Are you a
district administrator thinking about scaling a set of practices across your
schools? If you answered yes, odds are you are probably asking a similar
question – what exactly do I need to do to spread the best practices at one
school to other schools?
When you are
thinking of this question, I would recommend thinking of two buckets of
research about scaling. First is Richard
Elmore’s piece, “Getting to Scale with Good Educational Practice.”[1]
Elmore suggests four practices for administrators to keep in mind when scaling
best practices:
- Develop
normative structures for practice:
Sets of criteria, frameworks, standards can guide practice across
different contexts and specifically different schools.
- Develop
structures that support educators intrinsic motivation to challenge
themselves: This includes structures
like face-to-face relationships, groups of people struggling together on
common problems, etc. that center around the results of students.
- Create
an intentional process for reproduction of successes: Allow schools to reproduce practices that are
not exact replicas, but rather good teaching practices that resemble each
other.
- Create
structures to promote learning new practices and incentive systems that
support them: If you expect
teachers to be learning, you must have organizational structures that
promote that learning like time for new required tasks, time for observing
others, and access to special knowledge.
The other bucket
of research is from a RAND publication by Glennan and colleagues[2]
that reviews a large body of research on scaling. The key take-aways for me
from this report were:
- No matter the target of reform or the design construct,
the process is iterative, complex, and requires support by multiple actors. You can’t just to expect
schools to take up new practices on their own, but must provide them with time,
support, room for learning/mistakes, and helpful structures and processes
to learn new behaviors and ways of being.
- The actors must jointly address a set of known,
interconnected tasks if scale-up is to succeed; especially, the actors
must align policies and infrastructure to sustain practice: This
concept suggests that the schools and district must create a policy and
infrastructure environment that is conducive to scaling. For example, if you want all teachers to
be implementing a new strategy in reading, you better provide them with
the professional development and release time from teachers to learn that
new strategy.
- How each group addresses new practices varies according to design, context, and resources: Once again, context matters, and the “scaling”

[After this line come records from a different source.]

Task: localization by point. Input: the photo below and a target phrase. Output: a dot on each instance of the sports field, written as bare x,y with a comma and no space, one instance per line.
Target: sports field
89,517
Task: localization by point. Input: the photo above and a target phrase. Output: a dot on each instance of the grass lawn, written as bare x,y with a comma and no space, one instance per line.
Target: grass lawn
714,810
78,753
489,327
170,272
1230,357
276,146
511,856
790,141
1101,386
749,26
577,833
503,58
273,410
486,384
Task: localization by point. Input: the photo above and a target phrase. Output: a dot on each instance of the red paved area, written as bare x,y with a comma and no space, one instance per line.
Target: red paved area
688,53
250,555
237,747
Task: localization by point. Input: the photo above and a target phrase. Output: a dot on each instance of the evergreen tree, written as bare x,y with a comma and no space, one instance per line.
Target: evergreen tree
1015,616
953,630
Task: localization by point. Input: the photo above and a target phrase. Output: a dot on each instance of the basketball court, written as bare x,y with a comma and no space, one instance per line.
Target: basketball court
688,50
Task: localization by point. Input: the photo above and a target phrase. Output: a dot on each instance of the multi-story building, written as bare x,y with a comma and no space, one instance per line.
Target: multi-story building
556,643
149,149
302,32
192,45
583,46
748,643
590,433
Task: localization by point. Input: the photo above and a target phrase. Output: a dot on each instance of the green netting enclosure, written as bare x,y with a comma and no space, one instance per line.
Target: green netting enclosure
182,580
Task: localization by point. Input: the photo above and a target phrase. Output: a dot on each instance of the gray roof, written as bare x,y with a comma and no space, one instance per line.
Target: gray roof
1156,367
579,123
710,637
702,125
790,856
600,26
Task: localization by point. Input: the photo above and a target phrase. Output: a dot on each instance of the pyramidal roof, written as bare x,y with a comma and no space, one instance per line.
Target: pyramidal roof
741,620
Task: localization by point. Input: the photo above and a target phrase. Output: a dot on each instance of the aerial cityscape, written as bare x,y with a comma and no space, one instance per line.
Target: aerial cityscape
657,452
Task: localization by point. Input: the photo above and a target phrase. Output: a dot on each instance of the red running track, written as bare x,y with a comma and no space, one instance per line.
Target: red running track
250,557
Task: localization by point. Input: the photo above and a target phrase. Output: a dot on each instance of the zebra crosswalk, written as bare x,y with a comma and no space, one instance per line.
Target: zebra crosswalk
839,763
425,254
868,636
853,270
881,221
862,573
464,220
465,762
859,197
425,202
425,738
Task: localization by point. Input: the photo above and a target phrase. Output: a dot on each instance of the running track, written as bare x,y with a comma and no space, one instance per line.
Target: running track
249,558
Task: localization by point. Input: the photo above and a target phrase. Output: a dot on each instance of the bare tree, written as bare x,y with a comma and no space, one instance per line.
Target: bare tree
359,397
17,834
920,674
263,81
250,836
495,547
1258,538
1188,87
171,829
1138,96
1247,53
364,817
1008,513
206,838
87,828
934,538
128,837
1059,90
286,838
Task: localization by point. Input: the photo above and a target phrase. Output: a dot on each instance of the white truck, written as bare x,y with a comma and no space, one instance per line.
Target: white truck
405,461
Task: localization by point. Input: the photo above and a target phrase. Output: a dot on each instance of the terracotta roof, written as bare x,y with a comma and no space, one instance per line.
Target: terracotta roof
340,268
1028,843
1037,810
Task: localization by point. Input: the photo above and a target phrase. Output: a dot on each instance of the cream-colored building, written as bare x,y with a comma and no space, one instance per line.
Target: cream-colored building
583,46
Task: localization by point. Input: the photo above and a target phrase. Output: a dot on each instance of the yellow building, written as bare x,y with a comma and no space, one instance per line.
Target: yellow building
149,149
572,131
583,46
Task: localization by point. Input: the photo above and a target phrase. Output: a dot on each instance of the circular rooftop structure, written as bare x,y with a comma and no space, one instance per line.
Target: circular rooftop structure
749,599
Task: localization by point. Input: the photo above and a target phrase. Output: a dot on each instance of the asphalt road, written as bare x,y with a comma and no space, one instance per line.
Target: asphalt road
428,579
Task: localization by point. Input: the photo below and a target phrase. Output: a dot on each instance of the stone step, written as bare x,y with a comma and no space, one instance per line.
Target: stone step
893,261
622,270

of a certain practice across a set of schools is not going to look exactly
the same across all schools. Also, some schools are going to need
different amounts of resources like time and money to put a new practice
into place.
I also thought
the RAND report put together a nice visual of what they called the “interactive
process of scale-up”. As seen in Figure 1 below, the developer of the practice
being scaled, the school, and the district/state are all interacting with the
teacher in each classroom, and providing differing levels of support, money,
and establishment of policies and infrastructure. This figure highlights the
key actors taking place in a scale-up that district administrators need to keep
in mind.
According to
Elmore, “Problems of scaling are deeply rooted in the incentives and cultural
norms of the institutions, and can not be fixed with simple policy shifts or exhortations
from people with money.” (p. 25) I would agree with this statement, and I think
the research above suggests some more complex steps that need to be taken to
make ripe contexts across schools for adopting new practices.
[1] Elmore.
R.F. (Spring 1996). Getting to Scale with Good Educational Practice. Harvard Educational Review. Vol. 66, No.
1.
[2] Glennan,
T. K., Bodilly, S.J., Galegher, J.R., Kerr, K. A. (2004). Expanding the Reach
of Educational Reforms: Perspectives from Leaders in the Scale-up of
Educational Initiatives. RAND Corporation. Prepared for the Ford Foundation.